AWS Lambda now supports up to 5x faster polling scale-up rate (adding up to 300 concurrent executions per minute) for spiky Lambda workloads configured with Amazon Simple Queue Service (Amazon SQS) as an event source using Lambda event source mapping or Amazon EventBridge Pipes. This enables customers building event-driven applications using Lambda and SQS queues (standard or first-in, first-out) to achieve more responsive scaling during a sudden burst of messages in their queues, and reduces the need to duplicate Lambda functions or SQS queues to achieve faster message processing.AWS Lambda improves responsiveness for configuring stream and queue-based event sources.
AWS Lambda improves the responsiveness for configuring Event Source Mappings (ESMs) and Amazon EventBridge Pipes with event sources such as self-managed Apache Kafka, Amazon Managed Streaming for Apache Kafka (MSK), Amazon DocumentDB, and Amazon MQ. This enhancement allows changes—such as updating, disabling, or deleting ESMs or Pipes—to take effect within 90 seconds, an improvement from the previous time frame of up to 15 minutes.Amazon DynamoDB Import from S3 now supports up to 50,000 Amazon S3 objects in a single bulk import.
Amazon DynamoDB Import from S3 now supports up to 50,000 Amazon S3 objects in a single bulk import. With the increased default service quota for import from S3, customers who need to bulk import a large number of Amazon S3 objects, can now run a single import to ingest up to 50,000 S3 objects, removing the need to consolidate S3 objects prior to running a bulk import.-
AWS AppSync increases existing service quota and adds subscription service quotas.
AWS AppSync is a fully managed service that allows customers to connect applications to data and enable real-time experiences with GraphQL APIs. AppSync now supports a higher default value for the rate of request tokens service quota. The default value is increased from 2,000 to 5,000 in all AWS Regions that AppSync supports, except for the following Regions where (in the time of writing) the default value is increased to 10,000: Asia Pacific (Tokyo, Seoul, Mumbai, Singapore, Sydney), Europe (Frankfurt, Ireland, London), US East (N. Virginia, Ohio), and US West (Oregon).AppSync also introduces three new adjustable service quotas in all Regions that AppSync supports that control the behavior of AppSync’s real-time capabilities.

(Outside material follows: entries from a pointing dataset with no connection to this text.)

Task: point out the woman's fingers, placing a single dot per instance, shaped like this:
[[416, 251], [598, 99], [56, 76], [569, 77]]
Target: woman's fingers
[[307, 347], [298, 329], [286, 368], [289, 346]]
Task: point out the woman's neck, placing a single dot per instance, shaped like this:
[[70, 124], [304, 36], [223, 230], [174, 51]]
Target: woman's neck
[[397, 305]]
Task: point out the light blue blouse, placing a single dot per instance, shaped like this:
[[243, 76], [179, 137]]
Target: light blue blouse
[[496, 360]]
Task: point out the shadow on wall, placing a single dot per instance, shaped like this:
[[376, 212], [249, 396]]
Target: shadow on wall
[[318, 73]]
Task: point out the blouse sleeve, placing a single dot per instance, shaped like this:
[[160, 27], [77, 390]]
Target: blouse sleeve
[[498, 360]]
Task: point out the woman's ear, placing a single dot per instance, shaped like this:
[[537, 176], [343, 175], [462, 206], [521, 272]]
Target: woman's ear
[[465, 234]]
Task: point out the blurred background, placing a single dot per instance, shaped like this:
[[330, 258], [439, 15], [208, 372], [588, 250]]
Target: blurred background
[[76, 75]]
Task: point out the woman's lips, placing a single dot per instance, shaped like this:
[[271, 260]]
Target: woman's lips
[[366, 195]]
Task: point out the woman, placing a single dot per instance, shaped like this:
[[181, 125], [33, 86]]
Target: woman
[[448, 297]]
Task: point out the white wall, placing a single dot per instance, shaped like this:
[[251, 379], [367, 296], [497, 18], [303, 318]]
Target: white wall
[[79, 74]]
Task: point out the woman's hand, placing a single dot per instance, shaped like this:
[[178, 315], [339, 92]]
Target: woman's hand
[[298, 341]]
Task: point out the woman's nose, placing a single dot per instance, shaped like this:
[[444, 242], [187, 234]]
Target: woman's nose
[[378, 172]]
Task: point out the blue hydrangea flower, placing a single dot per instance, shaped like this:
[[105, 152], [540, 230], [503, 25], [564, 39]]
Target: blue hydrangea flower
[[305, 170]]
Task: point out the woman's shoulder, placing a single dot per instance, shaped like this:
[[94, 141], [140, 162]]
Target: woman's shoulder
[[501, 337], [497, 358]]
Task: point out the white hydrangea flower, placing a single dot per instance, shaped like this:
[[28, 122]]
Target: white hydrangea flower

- rate of inbound messages per API per second (default value: 10,000): controls the maximum number of subscription field invocations.
- rate of outbound messages per API per second (default value: 1,000,000): controls the maximum number of messages (per 5kb payload ) delivered to WebSocket clients.
- rate of connection requests per API per second (default value: 2,000): controls the maximum number of WebSocket connection requests
- Scaling improvements when processing Apache Kafka with AWS Lambda. AWS Lambda is improving the automatic scaling behavior when processing data from Apache Kafka event-sources. Lambda is increasing the default number of initial consumers, improving how quickly consumers scale up, and helping to ensure that consumers don’t scale down too quickly.
Conclusion
In this part the of series I outlined the importance of the constant learning in the area of the AWS Serverless scalability and gave you an overview about variety of new services, features AWS released or the Serverless quotas raised by AWS in the last 12 months or so. Depending on the AWS services used some of the improvements may be less relevant for you. But some improvements may enable you to implement completely new use cases with less code on your side or say good bye to the existing workarounds that you were forced to build (and maintain) as long as there was no adequate functionality or feature in the AWS managed services in use.
So, constantly educate yourself and apply your knowledge!